Fox News created Trumpism, and yet can no longer control it, which leaves the network in the uncomfortable position of having to choose whether to give its viewers what they don’t want—i.e., straight talk about the extent of Trump’s unsuitability for office—or making the lucrative albeit humiliating choice to eat crow and reboard the Trump train for 2024. It’s a wretched choice, which is perhaps one of the reasons why Murdoch is stepping down now and passing the mess over to his son, Lachlan, whose ascent to the Fox and News Corp. chairmanships is a bit of a be-careful-what-you-wish-for prize, sort of like when Homer bought the cursed monkey’s paw in that one Simpsons episode. Sure, Fox News might be evil and dangerous, but the chairmanship comes with a free frogurt!

The question you might be asking is whether Fox News will change for the better under the leadership of Murdoch fils. That question is easily answered with a resounding and confident no. Cable television is in decline, and many of the remaining subscribers, it seems fair to say, are older people who lack the interest or ability to cut the cord and switch to streaming services. It’s no secret that this demographic tends to be more conservative, and conservative voters in 2023 are by and large Trump voters. While Lachlan may share his father’s disdain for Donald Trump, he is unlikely to let his personal opinions get in the way of business. He is, after all, his father’s son.

And what of the father, as he retires from public life? Many have made the case that Rupert Murdoch was the most effectively vile political antagonist of his generation.

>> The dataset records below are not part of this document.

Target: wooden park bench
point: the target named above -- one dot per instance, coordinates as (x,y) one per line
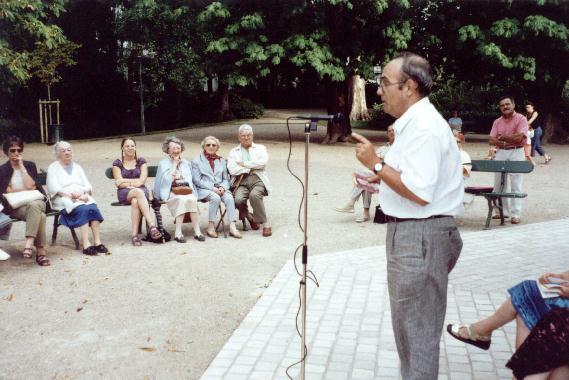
(42,179)
(494,196)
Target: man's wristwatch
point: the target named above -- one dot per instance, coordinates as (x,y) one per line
(377,168)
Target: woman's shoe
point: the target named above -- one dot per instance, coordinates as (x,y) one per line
(155,233)
(235,234)
(136,241)
(90,251)
(479,341)
(345,209)
(28,253)
(42,261)
(101,249)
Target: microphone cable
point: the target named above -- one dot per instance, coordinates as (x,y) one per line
(309,274)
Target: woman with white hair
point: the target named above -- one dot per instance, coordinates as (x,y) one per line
(174,185)
(70,191)
(211,179)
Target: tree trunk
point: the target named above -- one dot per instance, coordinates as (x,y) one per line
(338,103)
(224,112)
(357,98)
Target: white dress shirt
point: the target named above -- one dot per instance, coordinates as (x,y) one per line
(254,160)
(427,156)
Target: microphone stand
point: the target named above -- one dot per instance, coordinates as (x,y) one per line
(303,352)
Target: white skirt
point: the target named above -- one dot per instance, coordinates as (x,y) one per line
(181,204)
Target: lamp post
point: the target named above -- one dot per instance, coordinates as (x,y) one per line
(377,73)
(143,54)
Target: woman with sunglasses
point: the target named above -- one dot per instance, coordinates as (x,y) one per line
(20,175)
(211,180)
(130,173)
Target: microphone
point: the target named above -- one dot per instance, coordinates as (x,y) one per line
(333,118)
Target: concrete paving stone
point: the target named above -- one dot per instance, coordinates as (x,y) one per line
(362,374)
(355,281)
(364,364)
(457,359)
(336,375)
(385,372)
(245,360)
(260,375)
(460,376)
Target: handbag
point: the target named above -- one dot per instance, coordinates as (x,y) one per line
(20,198)
(379,216)
(181,188)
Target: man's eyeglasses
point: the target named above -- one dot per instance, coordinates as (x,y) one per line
(384,82)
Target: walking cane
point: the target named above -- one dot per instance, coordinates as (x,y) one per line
(224,211)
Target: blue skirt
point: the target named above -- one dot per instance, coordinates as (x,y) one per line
(80,216)
(529,304)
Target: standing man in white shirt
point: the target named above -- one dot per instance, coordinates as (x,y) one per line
(248,161)
(421,191)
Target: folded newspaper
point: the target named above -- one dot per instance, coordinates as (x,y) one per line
(551,290)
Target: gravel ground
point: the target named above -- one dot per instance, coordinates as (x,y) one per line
(164,311)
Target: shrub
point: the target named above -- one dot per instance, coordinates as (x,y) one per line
(244,108)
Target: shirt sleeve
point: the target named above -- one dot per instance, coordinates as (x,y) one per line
(420,165)
(494,131)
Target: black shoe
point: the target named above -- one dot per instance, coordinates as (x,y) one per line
(101,249)
(90,251)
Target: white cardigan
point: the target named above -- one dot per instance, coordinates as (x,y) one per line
(258,163)
(58,180)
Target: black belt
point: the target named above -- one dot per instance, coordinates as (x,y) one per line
(511,147)
(399,220)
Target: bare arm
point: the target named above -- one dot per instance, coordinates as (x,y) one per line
(365,153)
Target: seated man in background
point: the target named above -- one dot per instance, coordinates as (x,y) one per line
(362,180)
(246,164)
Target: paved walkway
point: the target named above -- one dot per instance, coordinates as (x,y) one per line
(349,333)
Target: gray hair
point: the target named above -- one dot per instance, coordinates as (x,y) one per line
(61,145)
(174,139)
(211,138)
(245,128)
(417,68)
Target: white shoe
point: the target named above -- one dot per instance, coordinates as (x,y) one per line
(345,209)
(4,255)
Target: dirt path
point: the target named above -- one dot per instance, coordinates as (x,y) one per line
(164,311)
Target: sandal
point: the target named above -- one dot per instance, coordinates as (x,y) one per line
(155,233)
(136,241)
(480,341)
(28,253)
(42,261)
(90,251)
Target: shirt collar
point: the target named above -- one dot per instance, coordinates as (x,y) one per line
(400,123)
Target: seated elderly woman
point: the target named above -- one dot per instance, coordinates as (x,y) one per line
(70,192)
(211,179)
(18,175)
(5,224)
(526,305)
(174,185)
(130,173)
(544,355)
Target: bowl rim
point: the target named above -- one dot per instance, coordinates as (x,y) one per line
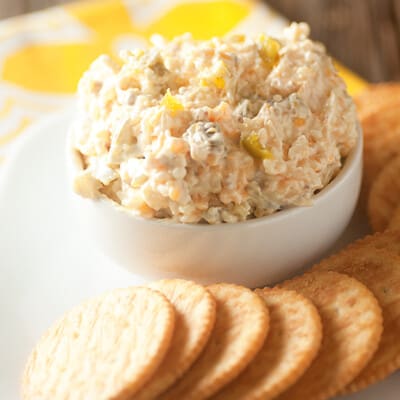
(352,161)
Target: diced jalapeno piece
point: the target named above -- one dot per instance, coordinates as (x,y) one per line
(171,103)
(253,146)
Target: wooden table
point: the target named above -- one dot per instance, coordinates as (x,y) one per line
(362,34)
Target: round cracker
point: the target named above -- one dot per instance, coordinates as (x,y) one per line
(240,329)
(195,316)
(381,140)
(292,343)
(376,96)
(394,223)
(384,196)
(106,348)
(352,326)
(379,270)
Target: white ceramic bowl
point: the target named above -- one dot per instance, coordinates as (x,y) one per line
(252,253)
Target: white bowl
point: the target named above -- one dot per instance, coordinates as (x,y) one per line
(252,253)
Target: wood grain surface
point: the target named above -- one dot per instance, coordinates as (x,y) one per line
(362,34)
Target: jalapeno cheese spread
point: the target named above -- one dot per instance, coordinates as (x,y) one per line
(213,131)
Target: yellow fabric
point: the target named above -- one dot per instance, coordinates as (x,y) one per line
(43,55)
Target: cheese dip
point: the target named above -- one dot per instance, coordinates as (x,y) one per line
(213,131)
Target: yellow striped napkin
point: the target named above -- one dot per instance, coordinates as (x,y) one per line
(42,55)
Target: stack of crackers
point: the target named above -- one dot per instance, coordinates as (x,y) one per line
(333,330)
(378,109)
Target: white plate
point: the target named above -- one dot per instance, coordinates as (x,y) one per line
(46,263)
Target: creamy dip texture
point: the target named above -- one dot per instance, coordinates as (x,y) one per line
(213,131)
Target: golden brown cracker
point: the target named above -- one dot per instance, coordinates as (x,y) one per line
(394,223)
(388,240)
(379,270)
(195,316)
(240,329)
(352,326)
(381,140)
(106,348)
(292,343)
(375,96)
(384,196)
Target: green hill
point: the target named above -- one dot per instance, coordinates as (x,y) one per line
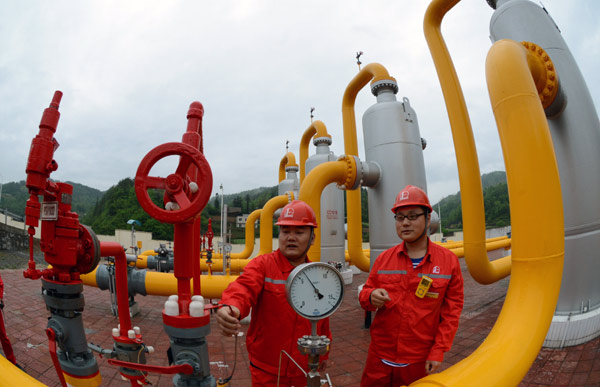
(495,200)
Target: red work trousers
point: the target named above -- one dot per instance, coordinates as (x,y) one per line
(378,374)
(261,378)
(6,346)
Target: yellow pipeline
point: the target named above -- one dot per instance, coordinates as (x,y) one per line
(266,221)
(249,244)
(473,214)
(316,129)
(374,72)
(289,160)
(165,284)
(310,192)
(505,356)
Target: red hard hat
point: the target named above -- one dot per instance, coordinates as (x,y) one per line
(411,196)
(297,213)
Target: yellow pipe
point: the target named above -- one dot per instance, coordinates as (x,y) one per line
(289,160)
(249,243)
(316,129)
(266,221)
(13,376)
(374,72)
(310,192)
(505,356)
(165,284)
(235,265)
(481,269)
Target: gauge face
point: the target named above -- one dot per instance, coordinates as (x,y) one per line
(315,290)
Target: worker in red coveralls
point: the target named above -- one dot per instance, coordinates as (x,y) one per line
(416,288)
(6,346)
(274,325)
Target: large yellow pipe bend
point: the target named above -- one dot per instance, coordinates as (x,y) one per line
(316,129)
(312,188)
(266,221)
(481,269)
(374,72)
(505,356)
(289,160)
(249,244)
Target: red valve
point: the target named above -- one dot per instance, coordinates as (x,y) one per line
(176,186)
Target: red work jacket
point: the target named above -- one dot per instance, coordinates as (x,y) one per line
(410,329)
(274,325)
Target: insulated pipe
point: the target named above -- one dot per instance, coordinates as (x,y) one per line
(289,160)
(249,243)
(266,221)
(316,129)
(114,249)
(372,72)
(310,192)
(481,269)
(165,284)
(505,356)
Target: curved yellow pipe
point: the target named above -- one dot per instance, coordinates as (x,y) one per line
(289,160)
(505,356)
(266,221)
(249,243)
(316,129)
(374,72)
(310,192)
(481,269)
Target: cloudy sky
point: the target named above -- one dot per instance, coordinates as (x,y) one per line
(129,71)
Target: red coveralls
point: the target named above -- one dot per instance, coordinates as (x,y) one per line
(6,346)
(274,325)
(409,329)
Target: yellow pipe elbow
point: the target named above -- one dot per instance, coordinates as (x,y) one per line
(266,221)
(537,244)
(481,269)
(249,243)
(289,160)
(316,129)
(310,192)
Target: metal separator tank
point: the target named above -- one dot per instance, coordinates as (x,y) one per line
(332,207)
(392,140)
(576,136)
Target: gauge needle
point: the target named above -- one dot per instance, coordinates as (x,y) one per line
(311,284)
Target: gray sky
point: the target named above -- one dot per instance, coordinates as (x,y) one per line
(129,71)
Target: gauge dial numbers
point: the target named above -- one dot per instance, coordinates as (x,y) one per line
(315,290)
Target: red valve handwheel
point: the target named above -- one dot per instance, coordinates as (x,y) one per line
(176,185)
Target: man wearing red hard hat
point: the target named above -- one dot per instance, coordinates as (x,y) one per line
(274,325)
(416,288)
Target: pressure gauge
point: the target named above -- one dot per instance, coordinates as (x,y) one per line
(315,290)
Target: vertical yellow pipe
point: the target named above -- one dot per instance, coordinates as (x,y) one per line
(505,356)
(374,72)
(310,192)
(266,221)
(289,160)
(249,244)
(481,269)
(317,128)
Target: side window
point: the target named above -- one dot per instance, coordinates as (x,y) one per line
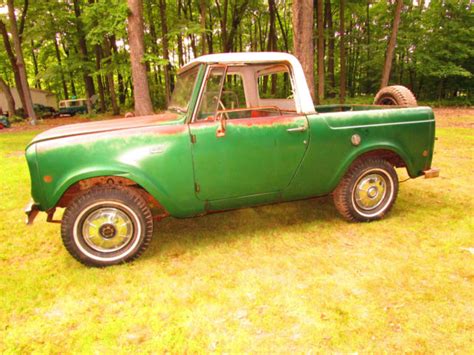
(233,94)
(275,86)
(210,97)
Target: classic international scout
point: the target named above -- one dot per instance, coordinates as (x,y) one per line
(241,130)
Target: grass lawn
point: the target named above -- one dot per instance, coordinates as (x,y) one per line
(289,277)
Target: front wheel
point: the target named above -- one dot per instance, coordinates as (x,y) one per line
(107,226)
(368,190)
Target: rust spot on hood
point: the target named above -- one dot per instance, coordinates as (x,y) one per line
(106,126)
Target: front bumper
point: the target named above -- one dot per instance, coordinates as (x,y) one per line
(31,210)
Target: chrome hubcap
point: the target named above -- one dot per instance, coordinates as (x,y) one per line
(370,191)
(107,229)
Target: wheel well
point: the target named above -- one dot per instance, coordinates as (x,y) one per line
(82,186)
(388,155)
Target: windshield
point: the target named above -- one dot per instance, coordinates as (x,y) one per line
(183,90)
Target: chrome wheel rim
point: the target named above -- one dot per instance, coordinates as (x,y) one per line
(370,191)
(107,229)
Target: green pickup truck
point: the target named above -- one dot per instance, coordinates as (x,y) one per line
(241,130)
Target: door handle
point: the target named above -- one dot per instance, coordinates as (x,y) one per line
(297,129)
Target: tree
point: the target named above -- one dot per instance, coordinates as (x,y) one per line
(141,92)
(20,63)
(88,81)
(12,59)
(330,30)
(303,49)
(342,53)
(391,45)
(8,95)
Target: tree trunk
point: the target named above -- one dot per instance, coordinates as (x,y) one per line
(58,58)
(8,95)
(202,8)
(223,23)
(283,32)
(330,28)
(20,63)
(272,39)
(121,89)
(368,89)
(320,25)
(210,42)
(110,78)
(100,84)
(391,45)
(88,81)
(164,40)
(342,54)
(35,65)
(141,92)
(303,38)
(12,58)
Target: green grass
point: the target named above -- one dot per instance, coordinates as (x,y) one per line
(289,277)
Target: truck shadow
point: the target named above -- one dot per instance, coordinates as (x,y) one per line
(175,236)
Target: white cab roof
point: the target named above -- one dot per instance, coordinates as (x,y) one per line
(303,100)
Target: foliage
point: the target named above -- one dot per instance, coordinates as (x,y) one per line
(434,54)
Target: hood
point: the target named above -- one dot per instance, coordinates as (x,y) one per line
(104,126)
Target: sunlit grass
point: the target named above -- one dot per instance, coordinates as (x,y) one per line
(288,277)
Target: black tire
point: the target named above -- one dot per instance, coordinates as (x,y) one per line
(368,190)
(107,226)
(395,95)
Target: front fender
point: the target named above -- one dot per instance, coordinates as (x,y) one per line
(154,188)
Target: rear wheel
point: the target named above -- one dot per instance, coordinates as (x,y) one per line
(395,95)
(368,190)
(107,226)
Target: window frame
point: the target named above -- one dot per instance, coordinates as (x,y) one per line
(201,90)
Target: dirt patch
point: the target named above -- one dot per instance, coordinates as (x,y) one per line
(454,117)
(48,123)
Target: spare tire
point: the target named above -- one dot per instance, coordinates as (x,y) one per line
(395,95)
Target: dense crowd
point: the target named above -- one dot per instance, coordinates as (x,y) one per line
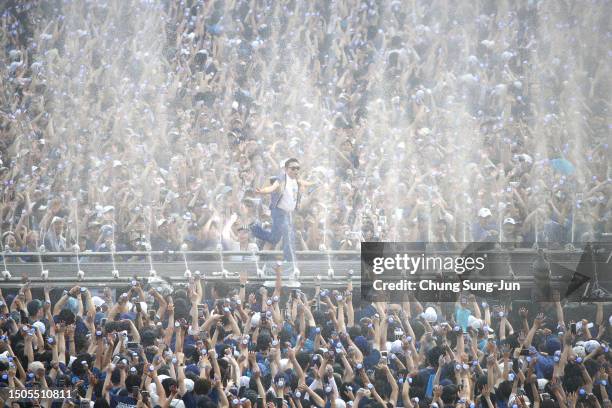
(208,345)
(139,124)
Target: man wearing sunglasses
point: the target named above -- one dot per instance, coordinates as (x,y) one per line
(285,199)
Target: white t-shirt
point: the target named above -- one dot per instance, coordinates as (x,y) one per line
(288,200)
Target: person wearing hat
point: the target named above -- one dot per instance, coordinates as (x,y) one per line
(510,231)
(285,190)
(484,229)
(54,238)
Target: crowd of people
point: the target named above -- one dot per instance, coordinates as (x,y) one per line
(139,124)
(209,345)
(146,125)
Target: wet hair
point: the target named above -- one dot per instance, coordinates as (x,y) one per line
(289,161)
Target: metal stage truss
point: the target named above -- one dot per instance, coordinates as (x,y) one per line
(332,266)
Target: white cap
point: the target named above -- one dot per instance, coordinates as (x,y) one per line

It’s a fair argument: The media outlets he controlled have had a consistently malignant effect on the tone and substance of politics and discourse in America, the U.K., his native Australia, and elsewhere; the example his success set for other would-be make-rich populist demagogues, meanwhile, served as a force multiplier for his means and methods.

But the perception of that outsized power is also a product of the ways in which media mythologizers love to trumpet the importance of their own industry. Murdoch has had a massive influence on contemporary politics, yes, but so too have people such as the late GOP megadonor Sheldon Adelson and Federalist Society majordomo Leonard Leo and other operators who prefer to work in the shadows. All of these men want to believe that they can control fire; few of us ever see it when they end up getting burned. In many ways, Murdoch’s story was only unique insofar as it played out in public, as did the story of his eclipse. When he dies, it will not take long for the world to forget his name.